The American people are angry. In the Democratic and Republican primaries, millions of voters expressed rage by voting for anti-establishment candidates like Donald Trump and Bernie Sanders. One reason why people are angry is that they were promised that health care in America would be fixed by the Affordable Care Act, also known as Obamacare, and they are not satisfied with the results.
One common sense health care reform idea is an expansion of something called Health Savings Accounts (HSAs). According to HSAcenter.com an HSA “combines high deductible health insurance with a tax-favored savings account. Money in the savings account can help pay the deductible. Once the deductible is met, the insurance starts paying. Money left in the savings account earns interest and is yours to keep.” The idea behind an HSA is that it combines the tax treatment of health care as a high deductible income with the idea that an individual should be allowed to put those earnings into a tax free savings account for the purposes of health care spending.
What an HSA provides is an account dedicated to health care for the purposes of giving an individual flexibility in health care decision making. This also impacts the market by allowing consumers to shop for the least expensive option when purchasing services and health care prescriptions. Most objective observers would see an HSA as a good way to insert market forces into the health care economy that is now flooded with government money that distorts prices.

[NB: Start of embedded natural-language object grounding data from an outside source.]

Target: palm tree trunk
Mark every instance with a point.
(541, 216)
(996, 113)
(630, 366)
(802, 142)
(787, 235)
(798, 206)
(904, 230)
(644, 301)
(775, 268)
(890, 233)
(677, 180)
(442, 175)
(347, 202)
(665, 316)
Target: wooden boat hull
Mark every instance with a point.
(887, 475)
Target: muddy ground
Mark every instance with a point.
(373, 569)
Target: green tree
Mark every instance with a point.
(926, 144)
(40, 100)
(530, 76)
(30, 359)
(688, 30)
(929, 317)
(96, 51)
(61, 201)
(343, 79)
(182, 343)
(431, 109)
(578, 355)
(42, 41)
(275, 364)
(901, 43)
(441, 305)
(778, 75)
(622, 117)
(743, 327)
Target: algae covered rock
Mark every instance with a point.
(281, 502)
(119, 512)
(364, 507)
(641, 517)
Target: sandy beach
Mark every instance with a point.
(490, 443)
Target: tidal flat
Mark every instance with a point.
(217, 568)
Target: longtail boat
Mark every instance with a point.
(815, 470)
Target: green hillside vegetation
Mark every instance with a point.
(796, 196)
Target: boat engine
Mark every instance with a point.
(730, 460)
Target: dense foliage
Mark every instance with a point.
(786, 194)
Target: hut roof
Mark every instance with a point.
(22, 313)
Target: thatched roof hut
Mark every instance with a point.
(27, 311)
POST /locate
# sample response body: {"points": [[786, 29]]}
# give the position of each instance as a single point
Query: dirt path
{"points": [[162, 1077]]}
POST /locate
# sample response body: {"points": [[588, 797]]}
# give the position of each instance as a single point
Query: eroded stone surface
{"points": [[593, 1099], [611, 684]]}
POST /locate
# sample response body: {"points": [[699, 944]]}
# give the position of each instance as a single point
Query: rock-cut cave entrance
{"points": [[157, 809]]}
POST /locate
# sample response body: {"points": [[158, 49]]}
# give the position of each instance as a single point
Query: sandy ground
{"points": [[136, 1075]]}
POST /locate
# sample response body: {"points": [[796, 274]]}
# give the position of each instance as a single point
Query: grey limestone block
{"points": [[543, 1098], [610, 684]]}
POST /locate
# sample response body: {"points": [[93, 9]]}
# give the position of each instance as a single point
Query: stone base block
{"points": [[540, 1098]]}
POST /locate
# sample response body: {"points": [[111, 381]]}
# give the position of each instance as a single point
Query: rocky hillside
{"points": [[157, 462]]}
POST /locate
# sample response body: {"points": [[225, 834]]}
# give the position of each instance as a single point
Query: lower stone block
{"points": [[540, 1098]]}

Both progressives and conservatives agree that the health care system is a mess. The two sides of the political spectrum agree that a good outcome of reform is for people to have affordable options when choosing to get health care for families. They may disagree on the solutions, but both agree that health care needs to be affordable or the people will choose not to use it because they can’t afford expensive care. Expanding HSAs are a good solution.
Kevin McKechnie is the Executive Director of the Health Savings Account (HSA) Council and the American Bankers Associations’ Office of Insurance Advocacy Health Savings Account (HSA). McKechnie has been quoted in print and on cable networks explaining proposed fixes to the complex system the United States uses to fund health care. McKechnie argues (and wrote about this issue in The Hill earlier this year) “Senators Orrin Hatch (R-UT) and Marco Rubio (R-FL) have pushed the idea that would exempt employee contributions to HSA accounts from being included in a new tax that will hit many health care plans if the so called ‘Cadillac Tax’ is implemented pursuant to current law.” This is a good idea and both Republicans and Democrats should embrace that will, in the short term, protect health care plans supported by both unions and non-union employees in large health care plans set up to help employees.
Mike Cannon of the Cato Institute argued for an expansion of HSAs in the Cato Institute Daily Podcast on June 7, 2016. Cannon argues that the idea of “Large HSAs” would “say to workers that you don’t have to give power to your employer control over 13 thousand dollars of your income to get this tax preference, you can get that same tax break on money that you put into a Health Savings Account or that your employer puts into a large Health Savings Account.” Expanding, not punishing, HSAs is the right way to go.
Expanding HSAs would provide health care consumers control over their own income dedicated to health care. Cannon argues that the tax code currently takes away control over a large portion of an individual’s income and this idea would level the playing field by giving people control over a policy that travels from job to job.
Whether President Obama’s health care law is repealed, or not repealed, by the next president and Congress is not under the control of American voters. What is in their control is pushing for ideas that will improve health care. One common sense idea is to provide power to individuals by establishing large Health Care Accounts and not allowing the law to punish current holders of HSAs.
The fall presidential election is going to hinge on many issues. It is unlikely that health care will be a deciding factor that propels either Donald Trump or Hillary Clinton into the presidency, yet it will be one of the big issues debated moving forward. Both Hillary Clinton and Donald Trump would be wise to embrace expanding and protecting HSAs.